Et puis, patatras ! Du jour au lendemain, mon nom est devenu un geste grossier sorti des tréfonds du Troisième Reich. Un « Heil » inversé réinventé par trois connards dont le Q.I peut à peine concurrencer celui d’Adolfo Ramirez dans Papy fait de la Résistance. Les crétins médiatiques se sont unis avec application dans cet allongement musculaire de leur membre droit, qui, à défaut de savoir tenir un stylo, ont imité le brassard rouge, noir et blanc des heures sombres de l’Europe. Mes origines phonétiques se rattachant au mot allemand Knödel, il n’en fallut sans doute pas plus pour convaincre du bien-fondé de son nouvel usage. Le « K » originel avait la sécheresse d’un bruit de bottes claquées à l’unisson. C’était beau et fin comme une nuit de cristal brisée par de longs couteaux. Ajoutée à cela une référence cinématographique, le Docteur Folamour de Kubrick, génie du mal au toc nazi, c’était vendu. Je n’étais plus un plat populaire. Désormais, la quenelle serait délibérément grossière et antisioniste.
Moi, gourmandise culinaire mise à toute les sauces, on ne peut plus tolérante quant aux mélanges des genres, être devenue symbole d’antisémitisme et le geste d’infâmes idiots, j’en frémis d’indignation !

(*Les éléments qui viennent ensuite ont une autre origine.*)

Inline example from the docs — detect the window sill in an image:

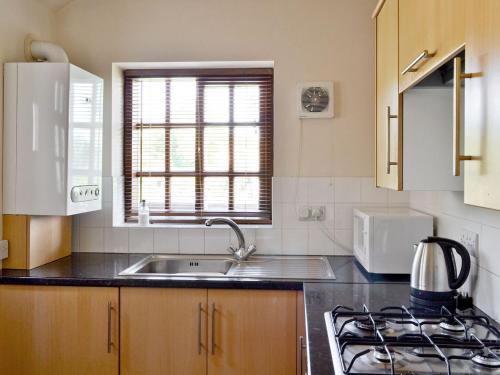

Alors, je vous le demande solennellement, telle une reine déchue, réhabilitez-moi ! Achetez-moi, préparez-moi avec amour, dégustez-moi avec gourmandise, avec tendresse, passion, audace…sans aucune arrière-pensée politique. Au supermarché, répondez par un sourire goguenard à la caissière étonnée par votre choix culinaire. Ne vous trompez pas de quenelle… c’est bien celle-ci qu’il faut brandir, qu’elle soit sous-vide, en conserve ou dans le papier du boucher…! Achetez, luttez, mangez, résistez ! Quant à tous mes interprètes : humoristes barbus néga-sionnistes, footballeux écervelés amateurs de michetonneuses, néo-nazis en croquenots aussi crottés que leurs idées, moi, Quenelle, saine de beurre et de lait, royale et permissive, je vous ordonne de me lâcher la semoule !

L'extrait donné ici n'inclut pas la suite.